Ask the Rabbi: Easy as א-ב-ג?
Dear Rabbi Simon,
I hope you fasted well yesterday.
Thank you for the insights into the Kinnot, making them easier to understand.
In the afternoon, I was listening to a shiur on Eichah on Torahanytime.  As an aside, the speaker mentioned that the 1st perek of Eichah is the source for the order of the alef bet as we know it.  Other chapters also follow the alef bet chronology but with ayin en peh interchanged.
He quoted Rabbi Shimon Schwab as his source.
Although he did not elaborate on this, surely Sefer Tehillim predates Megillat Eichah by centuries.  Several psalms are written in the alef bet order (e.g.
psalm 119).
Can you please clarify?
Thank you & best wishes.
PhilippeHi Philippe
***
TY for your sophisticated Q.
I have also heard that the question of the sequence of samekh and 'ayin is subject to dispute. It seems that there are indications that in Paleo-Hebrew the order is reversed from what we know. It is alleged that chapters 2, 3 and 4 of Eichah (chapter 5 is not alphabetical) reflect the original order. Of course, as you say, ch 1 conforms to the order with which we are family.

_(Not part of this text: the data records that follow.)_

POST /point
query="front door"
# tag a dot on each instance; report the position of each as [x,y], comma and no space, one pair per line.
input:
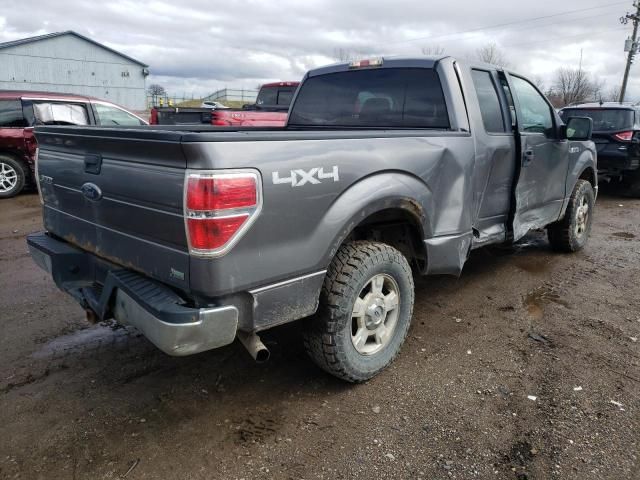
[543,160]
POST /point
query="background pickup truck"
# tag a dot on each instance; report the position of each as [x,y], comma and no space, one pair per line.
[197,236]
[270,110]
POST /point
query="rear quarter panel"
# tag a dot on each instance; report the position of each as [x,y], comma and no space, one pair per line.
[300,227]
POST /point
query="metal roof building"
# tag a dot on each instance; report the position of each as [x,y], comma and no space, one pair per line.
[68,62]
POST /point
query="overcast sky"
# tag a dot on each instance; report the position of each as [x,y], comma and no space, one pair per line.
[198,46]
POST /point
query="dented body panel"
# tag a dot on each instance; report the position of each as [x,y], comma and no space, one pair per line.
[462,187]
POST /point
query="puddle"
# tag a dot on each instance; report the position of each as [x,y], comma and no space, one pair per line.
[534,264]
[82,340]
[535,301]
[625,235]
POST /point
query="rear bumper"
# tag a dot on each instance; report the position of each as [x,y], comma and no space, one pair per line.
[156,310]
[612,163]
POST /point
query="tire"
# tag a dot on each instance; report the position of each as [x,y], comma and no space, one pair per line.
[631,184]
[346,337]
[12,176]
[572,232]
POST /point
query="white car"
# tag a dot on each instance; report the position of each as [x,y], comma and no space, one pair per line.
[213,105]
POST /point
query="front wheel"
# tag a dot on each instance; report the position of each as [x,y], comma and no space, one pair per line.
[365,311]
[572,232]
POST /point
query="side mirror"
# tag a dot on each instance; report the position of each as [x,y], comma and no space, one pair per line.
[579,128]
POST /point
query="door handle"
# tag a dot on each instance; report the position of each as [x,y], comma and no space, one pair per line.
[528,156]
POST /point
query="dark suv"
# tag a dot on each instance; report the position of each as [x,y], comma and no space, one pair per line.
[616,133]
[21,111]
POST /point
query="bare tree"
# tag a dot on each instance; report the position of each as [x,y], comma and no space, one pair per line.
[611,94]
[156,90]
[432,50]
[574,86]
[491,53]
[344,54]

You are right that Tehillim predates Eichah, however a critic can claim that the order was redacted to bring it in line with the accepted/preferred sequence. This is particularly true for ch. 119, where each of the 8 vv per letter are their own group, and each set of 8 vv. can easily be repositioned. The question is in Ps. 34 or 145, if the internal logic of the passage sheds light on the correct sequence. In Ps. 34, some claim that the v. starting with the letter peh makes more sense to follow the verse starting with samekh (due to the common appearance of the word ra'). I am not convinced that this argument is compelling.
I will stick with the mesorah, that 'ayin belongs before peh. Best to look before speaking.